On a par contre éprouvé bien plus de difficultés à admettre la partition de Jules Porier qui paye le prix de son inexpérience. Il est toujours très compliqué de trouver un jeune acteur au don inné et il nous a semblé que l’adolescent offrait par moment un léger surjeu désagréable. Il n’y a aucun scandale dans sa prestation mais un léger cumul de clichés entache ce personnage, surtout en parallèle d’Elena.

Et pourtant! Leur duo dépareillé fonctionne malgré tout, porté par une dynamique séduisante. Sorogoyen assimile qu’il doit faire d’Elena le pivot de son histoire, celle autour de qui tout gravite, pour que cette équipe séduise. Leurs échanges, d’abord timides, trouvent au fil de l’histoire une profondeur insoupçonnée. Le jeune homme panse la blessure encore à vif de cette femme plus âgée, envers et contre tous.

L’enfer c’est les autres

Car c’est bien de blessure qu’il est question dans “Madre”, d’une cicatrice impossible à refermer et qui impose à Elena un masque morne et une allure presque spectrale, comme un fantôme qui hanterait sa propre vie. Une existence mise entre parenthèses pendant des années alors qu’autour d’elle, le monde continue de vieillir. Malgré les conventions de notre époque et bien qu’on saisisse le côté ambigu, voire toxique, de la relation des deux personnages, on ne peut nier le bienfait qu’elle procure à une femme en miettes.

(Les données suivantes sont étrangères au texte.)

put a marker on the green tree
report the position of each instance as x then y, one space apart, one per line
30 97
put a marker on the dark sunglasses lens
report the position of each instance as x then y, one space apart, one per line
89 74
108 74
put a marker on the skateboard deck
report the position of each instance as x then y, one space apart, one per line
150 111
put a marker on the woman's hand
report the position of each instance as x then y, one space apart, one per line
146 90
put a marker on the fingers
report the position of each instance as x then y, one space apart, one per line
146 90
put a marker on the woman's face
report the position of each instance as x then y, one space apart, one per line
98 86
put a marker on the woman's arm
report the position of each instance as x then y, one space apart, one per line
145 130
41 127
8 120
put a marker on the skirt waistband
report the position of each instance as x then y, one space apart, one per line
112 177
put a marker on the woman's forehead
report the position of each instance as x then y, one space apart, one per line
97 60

C’est le plus grand tour de force de Rodrigo Sorogoyen avec “Madre”: on ne sait pas quoi penser au final de ce lien qui se tisse entre les deux protagonistes principaux, on se refuse à juger tant les sentiments qui naissent en nous sont ambivalents. C’est sur cet entre-deux que repose l’œuvre: d’un côté, on a envie de tirer la sonnette d’alarme face à une femme qui remplace émotivement son enfant par un autre qui n’est pas le sien, mais de l’autre, on ne veut pas retirer le peu de bonheur qui lui reste. Ils sont rares les films qui bousculent nos convictions et nous renvoient face à nous-mêmes.

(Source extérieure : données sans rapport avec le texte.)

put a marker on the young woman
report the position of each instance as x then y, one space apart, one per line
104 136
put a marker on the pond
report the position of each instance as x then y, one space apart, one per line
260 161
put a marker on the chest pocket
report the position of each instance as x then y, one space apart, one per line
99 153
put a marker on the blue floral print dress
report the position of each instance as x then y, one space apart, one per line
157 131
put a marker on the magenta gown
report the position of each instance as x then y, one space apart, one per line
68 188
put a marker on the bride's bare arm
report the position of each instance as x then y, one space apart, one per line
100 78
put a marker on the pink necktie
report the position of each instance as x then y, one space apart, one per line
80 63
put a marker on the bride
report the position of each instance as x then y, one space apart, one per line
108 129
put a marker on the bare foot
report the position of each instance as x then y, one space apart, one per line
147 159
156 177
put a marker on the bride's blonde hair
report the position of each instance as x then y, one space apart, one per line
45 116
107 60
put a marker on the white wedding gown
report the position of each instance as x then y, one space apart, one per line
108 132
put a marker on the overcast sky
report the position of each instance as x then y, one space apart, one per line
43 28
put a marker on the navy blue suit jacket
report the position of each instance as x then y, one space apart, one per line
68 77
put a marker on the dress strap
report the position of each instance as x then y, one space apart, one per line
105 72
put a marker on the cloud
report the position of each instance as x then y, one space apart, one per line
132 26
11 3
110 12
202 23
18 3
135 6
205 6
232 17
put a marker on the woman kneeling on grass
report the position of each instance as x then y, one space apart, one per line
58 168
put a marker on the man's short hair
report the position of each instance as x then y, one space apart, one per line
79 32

Alors certes, “Madre” passe par quelques raccourcis un peu abracadabrantesques, son cheminement n’est pas parfait, ne serait-ce que dans la rencontre des deux héros, mais on a envie de pardonner au long-métrage: son schéma est parfois bancal mais son message est le bon et délivré avec la retenue nécessaire.

Madre” nous bouscule émotionnellement, il ne nous caresse pas dans le sens du poil mais préfère au contraire nous faire vaciller un peu pour nous forcer à nous remettre en question. Une intention louable portée par l’interprétation de Marta Nieto.